Cancel 2016.2
The Almighty
if a speculator (one who is neither a supplier or a user) is involved in the commodities market there is a high chance the user is buying from a speculator rather than a supplier
Over 90% of futures contracts never actually result in oil changing hands.
You seem to be greatly confused as you keep referring to speculators in a manner which would indicate they are some sort of middle man.
EVERY SINGLE purchaser and seller of a futures contract, whether they are a supplier, user or otherwise is a SPECULATOR. Period.
Every single one locks in a contract at a level they think is either too high (seller) or too low (buyer) relative to future expectations.
and, if speculators are involved, that will increase the volatility....isn't it obvious that is bad for both suppliers and users?....
Again, you seem to have some weird misconception about 'speculators'. All buyers and sellers are speculating on future prices and locking in contracts based on their personal expectations.
under my rationale no one should be allowed to buy or sell anything in the commodities market. unless they are suppliers or users....though to be honest, any futures market is not a good thing for consumers in any field whether it be bonds, mortgages, commodities, you name it....
which is quite simply a retarded suggestion.
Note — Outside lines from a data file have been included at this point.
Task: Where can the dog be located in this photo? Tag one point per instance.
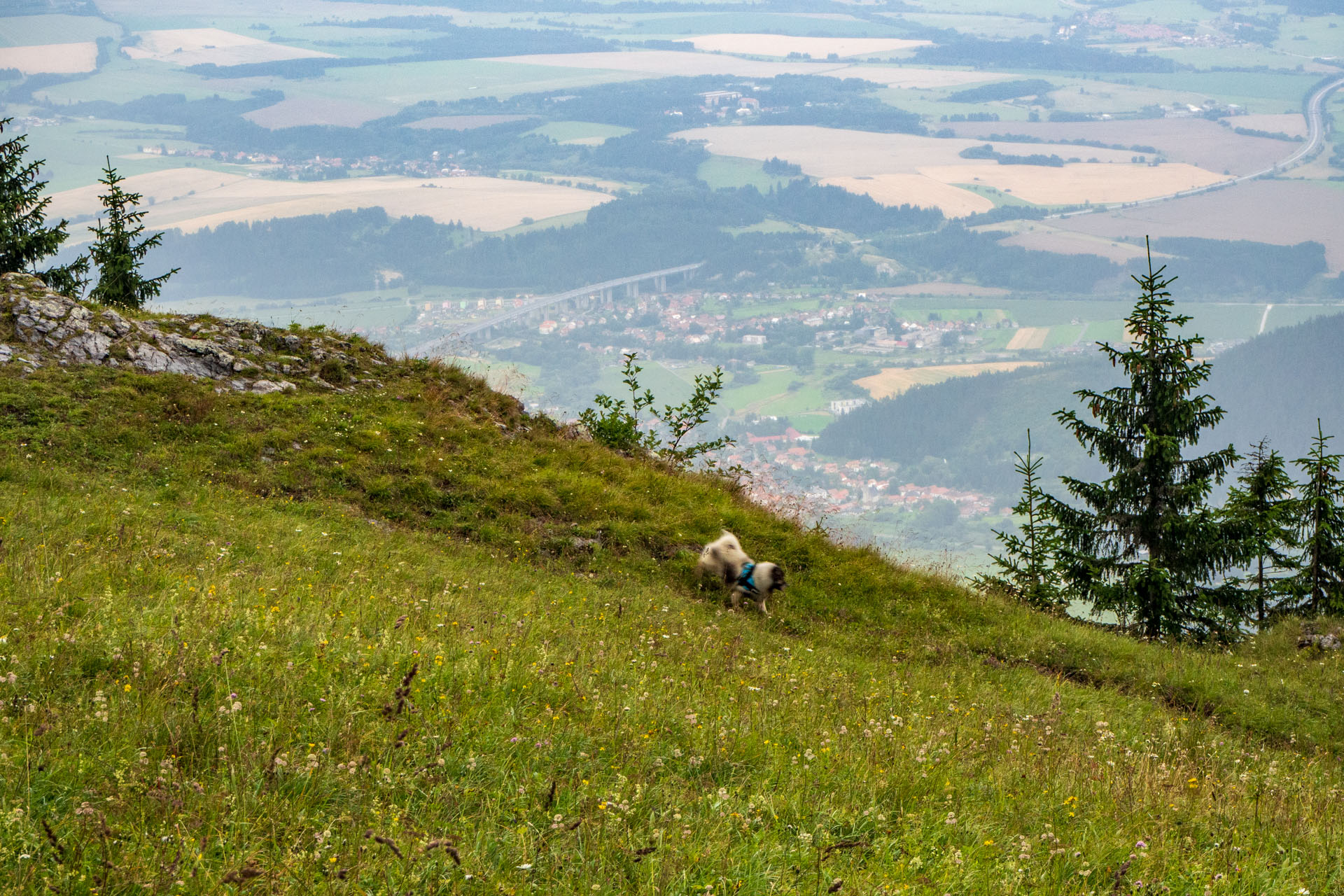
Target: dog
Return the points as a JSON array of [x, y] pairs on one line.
[[724, 561]]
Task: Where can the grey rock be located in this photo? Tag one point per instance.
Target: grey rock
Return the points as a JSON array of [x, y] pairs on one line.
[[86, 346], [1329, 641], [148, 358]]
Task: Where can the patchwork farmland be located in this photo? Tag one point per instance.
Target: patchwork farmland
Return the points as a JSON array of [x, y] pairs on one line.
[[190, 199]]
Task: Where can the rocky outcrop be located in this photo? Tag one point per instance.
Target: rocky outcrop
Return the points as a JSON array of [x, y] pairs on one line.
[[41, 328]]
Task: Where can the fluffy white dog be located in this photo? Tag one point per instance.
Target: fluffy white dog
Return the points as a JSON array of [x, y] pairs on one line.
[[724, 561]]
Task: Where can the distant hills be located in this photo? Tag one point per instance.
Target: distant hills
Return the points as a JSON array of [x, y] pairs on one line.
[[964, 431]]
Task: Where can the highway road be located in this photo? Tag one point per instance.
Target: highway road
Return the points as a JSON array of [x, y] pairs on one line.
[[1315, 137]]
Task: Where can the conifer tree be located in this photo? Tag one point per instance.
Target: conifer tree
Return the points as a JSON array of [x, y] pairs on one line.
[[26, 241], [1145, 542], [1027, 564], [118, 248], [1264, 514], [1319, 584]]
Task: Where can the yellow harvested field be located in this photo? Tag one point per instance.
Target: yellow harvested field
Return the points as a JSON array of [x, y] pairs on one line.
[[916, 190], [894, 381], [198, 46], [1028, 337], [834, 152], [191, 199], [1292, 124], [918, 78], [778, 45], [318, 111], [51, 58], [1077, 183]]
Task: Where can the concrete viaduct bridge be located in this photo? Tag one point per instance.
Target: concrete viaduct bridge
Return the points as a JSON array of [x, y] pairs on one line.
[[536, 311]]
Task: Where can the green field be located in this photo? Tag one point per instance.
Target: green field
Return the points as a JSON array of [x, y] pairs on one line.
[[696, 23], [570, 132], [765, 226], [730, 172], [1315, 36], [76, 152], [1259, 92]]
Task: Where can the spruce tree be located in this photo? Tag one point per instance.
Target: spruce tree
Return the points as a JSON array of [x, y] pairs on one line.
[[1262, 512], [1026, 568], [118, 248], [26, 241], [1144, 542], [1319, 584]]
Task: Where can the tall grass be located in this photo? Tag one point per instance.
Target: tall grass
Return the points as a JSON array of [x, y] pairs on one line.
[[214, 606]]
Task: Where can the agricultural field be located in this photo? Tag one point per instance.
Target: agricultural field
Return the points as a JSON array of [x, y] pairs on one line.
[[722, 172], [1043, 237], [1272, 211], [581, 133], [318, 111], [52, 58], [933, 167], [30, 31], [190, 199], [899, 77], [1028, 337], [211, 46], [894, 381], [1256, 92], [76, 150], [673, 64], [463, 122], [409, 83], [832, 152], [917, 190], [125, 80], [777, 45], [1195, 141], [1081, 182]]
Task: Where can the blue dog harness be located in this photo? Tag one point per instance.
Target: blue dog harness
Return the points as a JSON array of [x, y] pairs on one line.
[[746, 580]]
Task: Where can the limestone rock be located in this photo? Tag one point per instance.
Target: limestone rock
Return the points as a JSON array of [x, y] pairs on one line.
[[42, 327]]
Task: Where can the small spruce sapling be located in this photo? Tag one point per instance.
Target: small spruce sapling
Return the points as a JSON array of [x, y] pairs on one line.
[[1026, 568], [118, 250], [1264, 522], [26, 241], [1319, 583], [619, 426]]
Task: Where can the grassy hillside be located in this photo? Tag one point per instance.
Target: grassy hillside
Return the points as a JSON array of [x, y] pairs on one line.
[[403, 638]]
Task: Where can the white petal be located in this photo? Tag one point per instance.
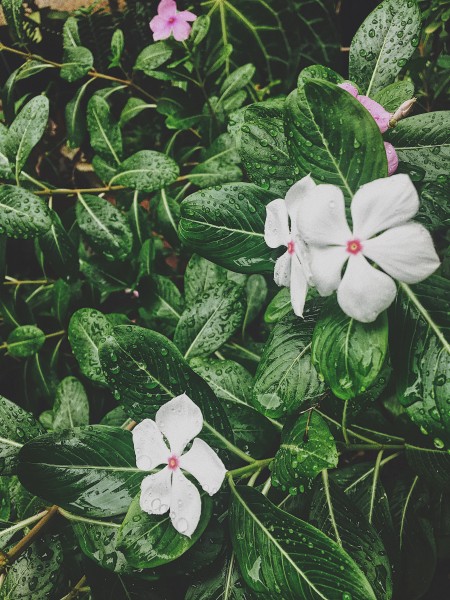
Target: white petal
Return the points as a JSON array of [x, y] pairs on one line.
[[299, 287], [321, 218], [364, 291], [296, 194], [203, 463], [406, 252], [185, 505], [149, 445], [156, 492], [282, 271], [180, 420], [383, 203], [326, 267], [276, 228]]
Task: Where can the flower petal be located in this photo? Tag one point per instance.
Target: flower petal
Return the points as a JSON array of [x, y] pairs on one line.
[[299, 286], [406, 253], [180, 420], [276, 228], [186, 15], [295, 195], [282, 271], [392, 157], [181, 30], [185, 505], [156, 492], [149, 445], [348, 87], [380, 115], [321, 217], [364, 291], [383, 203], [326, 267], [167, 9], [161, 28], [203, 463]]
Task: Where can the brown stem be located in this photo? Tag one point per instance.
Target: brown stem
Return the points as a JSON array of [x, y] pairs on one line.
[[9, 558]]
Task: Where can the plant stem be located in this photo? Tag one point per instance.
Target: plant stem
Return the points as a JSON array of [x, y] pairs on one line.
[[92, 73], [26, 541]]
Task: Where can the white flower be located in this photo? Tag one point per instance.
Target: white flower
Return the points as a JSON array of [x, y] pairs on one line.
[[180, 421], [291, 269], [404, 250]]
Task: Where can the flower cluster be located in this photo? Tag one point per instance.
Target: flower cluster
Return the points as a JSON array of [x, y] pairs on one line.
[[320, 243], [179, 421]]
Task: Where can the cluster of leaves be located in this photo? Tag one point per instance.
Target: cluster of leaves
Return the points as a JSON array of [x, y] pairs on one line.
[[134, 269]]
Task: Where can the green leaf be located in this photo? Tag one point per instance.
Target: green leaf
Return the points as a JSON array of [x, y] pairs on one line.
[[286, 378], [226, 225], [90, 471], [106, 229], [163, 304], [263, 147], [218, 164], [77, 62], [422, 144], [22, 214], [201, 275], [87, 329], [14, 14], [152, 57], [210, 320], [35, 573], [307, 447], [333, 137], [149, 541], [233, 385], [17, 426], [383, 44], [26, 131], [71, 407], [25, 341], [104, 131], [420, 352], [146, 171], [145, 370], [340, 519], [393, 95], [58, 249], [283, 556], [348, 354]]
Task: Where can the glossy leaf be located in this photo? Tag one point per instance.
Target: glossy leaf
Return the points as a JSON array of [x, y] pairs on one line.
[[211, 320], [307, 447], [383, 44], [17, 426], [283, 556], [348, 354], [333, 137], [90, 471], [226, 225], [286, 378]]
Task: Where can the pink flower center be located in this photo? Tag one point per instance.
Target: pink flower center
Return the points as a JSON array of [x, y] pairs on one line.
[[173, 462], [354, 247]]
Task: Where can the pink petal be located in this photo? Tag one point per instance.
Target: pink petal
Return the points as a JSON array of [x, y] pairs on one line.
[[161, 28], [348, 87], [381, 116], [392, 158], [181, 30], [167, 9], [186, 15]]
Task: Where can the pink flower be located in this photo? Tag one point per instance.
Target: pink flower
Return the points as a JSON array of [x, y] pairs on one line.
[[169, 20], [382, 118]]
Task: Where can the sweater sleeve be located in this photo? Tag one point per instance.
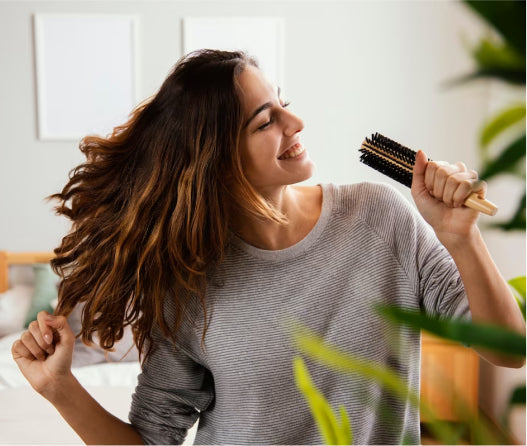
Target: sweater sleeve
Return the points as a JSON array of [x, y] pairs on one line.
[[428, 265], [172, 390]]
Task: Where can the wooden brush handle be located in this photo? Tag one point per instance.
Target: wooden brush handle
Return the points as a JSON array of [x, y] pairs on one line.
[[481, 204]]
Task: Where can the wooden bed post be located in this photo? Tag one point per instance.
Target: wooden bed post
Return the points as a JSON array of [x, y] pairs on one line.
[[4, 272]]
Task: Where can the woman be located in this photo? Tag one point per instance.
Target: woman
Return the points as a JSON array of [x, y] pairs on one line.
[[188, 227]]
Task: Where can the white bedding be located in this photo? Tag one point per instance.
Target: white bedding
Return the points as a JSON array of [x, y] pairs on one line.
[[27, 418]]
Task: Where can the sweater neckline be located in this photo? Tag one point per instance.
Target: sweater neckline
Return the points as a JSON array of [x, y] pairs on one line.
[[299, 247]]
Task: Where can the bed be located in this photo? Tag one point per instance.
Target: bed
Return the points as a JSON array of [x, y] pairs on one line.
[[26, 417]]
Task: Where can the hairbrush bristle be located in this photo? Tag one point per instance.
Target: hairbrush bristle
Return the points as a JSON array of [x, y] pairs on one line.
[[397, 162], [388, 157]]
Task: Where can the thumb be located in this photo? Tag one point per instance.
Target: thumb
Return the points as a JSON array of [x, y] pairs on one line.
[[61, 330], [418, 177]]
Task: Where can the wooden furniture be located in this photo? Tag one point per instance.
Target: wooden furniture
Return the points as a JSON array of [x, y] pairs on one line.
[[449, 379], [449, 371], [19, 258]]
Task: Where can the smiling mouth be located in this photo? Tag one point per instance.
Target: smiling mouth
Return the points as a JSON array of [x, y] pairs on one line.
[[293, 152]]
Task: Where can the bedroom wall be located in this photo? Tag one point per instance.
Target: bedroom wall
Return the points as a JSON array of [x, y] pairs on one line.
[[351, 68]]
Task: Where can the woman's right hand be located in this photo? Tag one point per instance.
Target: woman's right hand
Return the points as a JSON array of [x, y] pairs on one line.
[[44, 353]]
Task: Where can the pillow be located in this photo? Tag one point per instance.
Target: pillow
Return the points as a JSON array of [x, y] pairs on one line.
[[14, 305], [44, 292]]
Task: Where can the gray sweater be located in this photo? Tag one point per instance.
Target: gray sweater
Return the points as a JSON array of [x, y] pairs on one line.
[[368, 247]]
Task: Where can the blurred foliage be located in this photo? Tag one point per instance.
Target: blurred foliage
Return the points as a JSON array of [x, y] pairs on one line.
[[489, 337], [332, 432], [502, 57]]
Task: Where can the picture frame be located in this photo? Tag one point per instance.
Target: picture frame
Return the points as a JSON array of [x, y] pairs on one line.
[[86, 73], [262, 37]]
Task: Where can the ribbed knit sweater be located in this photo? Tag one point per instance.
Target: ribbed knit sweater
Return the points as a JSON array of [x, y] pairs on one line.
[[368, 247]]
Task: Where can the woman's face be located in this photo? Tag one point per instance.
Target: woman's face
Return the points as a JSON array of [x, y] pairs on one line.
[[271, 152]]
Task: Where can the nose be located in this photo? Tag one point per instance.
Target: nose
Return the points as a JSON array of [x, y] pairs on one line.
[[293, 124]]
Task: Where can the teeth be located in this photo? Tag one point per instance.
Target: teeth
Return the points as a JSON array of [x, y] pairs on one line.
[[294, 151]]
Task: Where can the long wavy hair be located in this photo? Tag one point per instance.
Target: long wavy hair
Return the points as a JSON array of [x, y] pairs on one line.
[[152, 204]]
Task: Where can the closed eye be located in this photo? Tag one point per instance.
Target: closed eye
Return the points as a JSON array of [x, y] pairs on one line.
[[268, 123]]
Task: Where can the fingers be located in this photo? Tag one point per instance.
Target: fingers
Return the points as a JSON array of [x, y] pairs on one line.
[[39, 341], [452, 183]]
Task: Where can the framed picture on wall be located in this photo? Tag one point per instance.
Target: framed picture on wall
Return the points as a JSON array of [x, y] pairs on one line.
[[86, 73], [262, 37]]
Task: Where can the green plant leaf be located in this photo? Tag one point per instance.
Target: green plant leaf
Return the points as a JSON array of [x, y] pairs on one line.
[[487, 336], [502, 121], [332, 432], [518, 286], [314, 346], [506, 17], [491, 55], [508, 161], [518, 396], [516, 77]]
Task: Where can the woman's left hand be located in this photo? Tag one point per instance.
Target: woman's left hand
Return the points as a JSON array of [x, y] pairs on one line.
[[439, 190]]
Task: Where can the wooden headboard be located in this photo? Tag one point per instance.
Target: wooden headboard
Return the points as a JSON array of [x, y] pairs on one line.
[[8, 258]]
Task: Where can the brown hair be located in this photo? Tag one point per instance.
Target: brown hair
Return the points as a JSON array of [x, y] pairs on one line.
[[151, 206]]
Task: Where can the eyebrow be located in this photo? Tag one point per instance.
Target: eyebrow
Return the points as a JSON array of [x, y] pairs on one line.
[[260, 109]]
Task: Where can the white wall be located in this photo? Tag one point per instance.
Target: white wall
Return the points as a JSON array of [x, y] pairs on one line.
[[352, 68]]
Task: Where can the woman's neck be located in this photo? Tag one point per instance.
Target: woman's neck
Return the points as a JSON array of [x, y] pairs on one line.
[[301, 206]]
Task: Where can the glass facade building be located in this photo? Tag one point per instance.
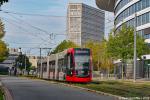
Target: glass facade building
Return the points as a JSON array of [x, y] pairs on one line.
[[129, 11], [125, 11], [84, 23]]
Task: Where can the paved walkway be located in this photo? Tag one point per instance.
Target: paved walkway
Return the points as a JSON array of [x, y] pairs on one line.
[[26, 89]]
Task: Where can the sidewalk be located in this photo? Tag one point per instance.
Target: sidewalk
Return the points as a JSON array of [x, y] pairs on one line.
[[143, 80]]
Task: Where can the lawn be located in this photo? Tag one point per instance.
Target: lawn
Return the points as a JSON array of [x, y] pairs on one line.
[[125, 89]]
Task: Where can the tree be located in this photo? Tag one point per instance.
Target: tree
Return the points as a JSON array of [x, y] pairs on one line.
[[3, 1], [3, 51], [101, 59], [64, 45], [121, 45], [20, 62], [2, 32], [3, 47]]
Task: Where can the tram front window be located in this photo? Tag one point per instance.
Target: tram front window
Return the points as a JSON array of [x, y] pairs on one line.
[[82, 63]]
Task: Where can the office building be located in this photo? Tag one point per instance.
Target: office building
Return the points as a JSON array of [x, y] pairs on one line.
[[84, 23], [129, 11]]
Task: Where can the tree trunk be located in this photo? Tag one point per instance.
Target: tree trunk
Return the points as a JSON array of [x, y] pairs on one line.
[[122, 69]]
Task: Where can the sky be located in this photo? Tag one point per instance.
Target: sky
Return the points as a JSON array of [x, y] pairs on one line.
[[29, 23]]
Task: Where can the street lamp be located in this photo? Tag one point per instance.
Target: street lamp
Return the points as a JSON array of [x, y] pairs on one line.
[[135, 56]]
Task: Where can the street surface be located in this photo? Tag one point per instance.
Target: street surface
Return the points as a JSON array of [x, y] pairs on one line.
[[27, 89]]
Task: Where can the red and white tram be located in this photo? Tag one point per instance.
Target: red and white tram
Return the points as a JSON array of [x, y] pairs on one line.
[[71, 65]]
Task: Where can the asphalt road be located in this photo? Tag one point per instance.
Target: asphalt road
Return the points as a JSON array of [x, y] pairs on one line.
[[27, 89]]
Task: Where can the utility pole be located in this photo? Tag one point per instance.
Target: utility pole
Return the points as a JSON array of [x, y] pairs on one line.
[[41, 72], [25, 63], [41, 68], [135, 56]]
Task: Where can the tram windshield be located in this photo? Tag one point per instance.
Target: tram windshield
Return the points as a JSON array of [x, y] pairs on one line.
[[82, 63]]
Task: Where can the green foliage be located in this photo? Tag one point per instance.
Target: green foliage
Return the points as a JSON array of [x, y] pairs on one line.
[[101, 59], [2, 32], [3, 47], [3, 51], [121, 46], [3, 1], [20, 62], [64, 45]]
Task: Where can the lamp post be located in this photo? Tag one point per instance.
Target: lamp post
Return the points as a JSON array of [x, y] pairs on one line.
[[135, 56]]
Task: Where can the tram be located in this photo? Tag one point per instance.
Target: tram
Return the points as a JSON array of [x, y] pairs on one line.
[[71, 65]]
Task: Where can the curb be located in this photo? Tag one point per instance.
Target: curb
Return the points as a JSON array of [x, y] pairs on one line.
[[7, 94], [116, 97], [94, 91]]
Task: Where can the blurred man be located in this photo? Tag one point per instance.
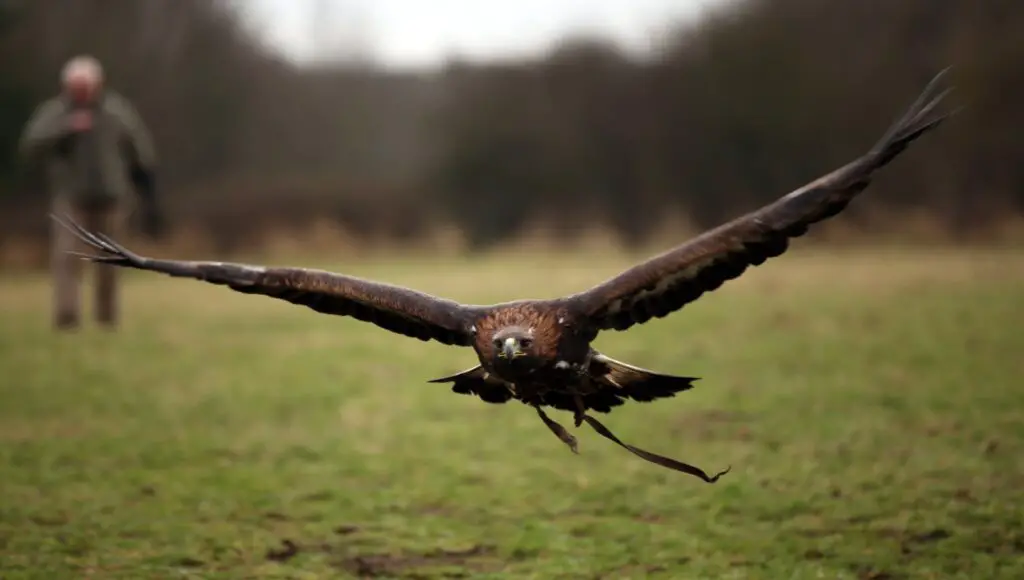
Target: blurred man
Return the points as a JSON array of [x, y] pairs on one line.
[[93, 149]]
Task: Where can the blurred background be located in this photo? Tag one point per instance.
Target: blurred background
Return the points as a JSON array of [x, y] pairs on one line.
[[348, 124]]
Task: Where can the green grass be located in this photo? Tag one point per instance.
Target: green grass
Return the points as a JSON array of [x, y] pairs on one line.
[[870, 405]]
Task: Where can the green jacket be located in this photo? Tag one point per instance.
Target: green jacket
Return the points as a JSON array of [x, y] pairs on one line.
[[96, 166]]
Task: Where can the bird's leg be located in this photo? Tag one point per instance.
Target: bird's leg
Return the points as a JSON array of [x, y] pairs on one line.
[[581, 411], [559, 430]]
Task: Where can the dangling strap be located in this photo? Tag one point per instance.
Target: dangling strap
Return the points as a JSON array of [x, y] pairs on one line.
[[559, 430], [663, 461], [646, 455]]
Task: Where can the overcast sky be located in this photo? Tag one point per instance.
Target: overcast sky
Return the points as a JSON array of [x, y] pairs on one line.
[[424, 32]]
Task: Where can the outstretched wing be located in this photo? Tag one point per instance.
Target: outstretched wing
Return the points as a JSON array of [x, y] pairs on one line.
[[397, 309], [668, 282]]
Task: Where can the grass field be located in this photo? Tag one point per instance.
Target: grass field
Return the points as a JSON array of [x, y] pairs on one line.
[[870, 404]]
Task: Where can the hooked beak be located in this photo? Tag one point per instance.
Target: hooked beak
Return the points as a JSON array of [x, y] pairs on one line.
[[510, 349]]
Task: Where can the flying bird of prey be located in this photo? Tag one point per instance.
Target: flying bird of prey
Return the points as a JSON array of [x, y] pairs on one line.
[[539, 351]]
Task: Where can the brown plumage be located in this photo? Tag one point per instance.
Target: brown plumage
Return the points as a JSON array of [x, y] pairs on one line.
[[539, 351]]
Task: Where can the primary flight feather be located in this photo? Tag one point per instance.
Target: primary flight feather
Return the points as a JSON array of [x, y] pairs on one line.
[[539, 351]]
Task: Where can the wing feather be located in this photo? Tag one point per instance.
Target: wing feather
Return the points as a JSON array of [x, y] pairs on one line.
[[397, 309], [668, 282]]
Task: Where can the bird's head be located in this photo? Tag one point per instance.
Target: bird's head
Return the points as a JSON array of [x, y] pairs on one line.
[[514, 343]]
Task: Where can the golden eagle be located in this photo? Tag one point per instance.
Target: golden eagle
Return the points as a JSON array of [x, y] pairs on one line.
[[539, 351]]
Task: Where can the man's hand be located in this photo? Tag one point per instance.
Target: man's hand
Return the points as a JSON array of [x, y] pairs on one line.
[[80, 121]]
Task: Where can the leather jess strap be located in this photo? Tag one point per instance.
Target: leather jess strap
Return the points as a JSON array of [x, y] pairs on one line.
[[563, 435]]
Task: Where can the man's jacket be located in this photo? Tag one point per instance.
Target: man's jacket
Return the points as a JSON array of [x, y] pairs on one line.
[[96, 167]]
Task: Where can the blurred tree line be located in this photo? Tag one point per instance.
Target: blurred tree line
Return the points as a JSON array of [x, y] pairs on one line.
[[745, 104]]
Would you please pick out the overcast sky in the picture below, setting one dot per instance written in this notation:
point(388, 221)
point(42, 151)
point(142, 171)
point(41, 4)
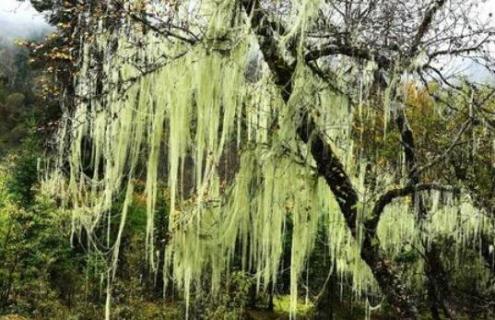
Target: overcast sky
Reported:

Do my clients not have the right to hedge their buying power and the effects changes in energy prices might have on their portfolios?
Your judgment on futures markets is nothing short of absurd. They are absolutely good for consumers in general.
you're trying to prove my point, aren't you....I thought you were arguing against me.....
I am absolutely arguing against your main point. Speculation being driven by uncertainty can indeed create more volatility, but again, that is not a terrible thing. It can cause pricing well above or BELOW fair value, but that is inherent in the market. You can't regulate uncertainty. It is absurd to think you can.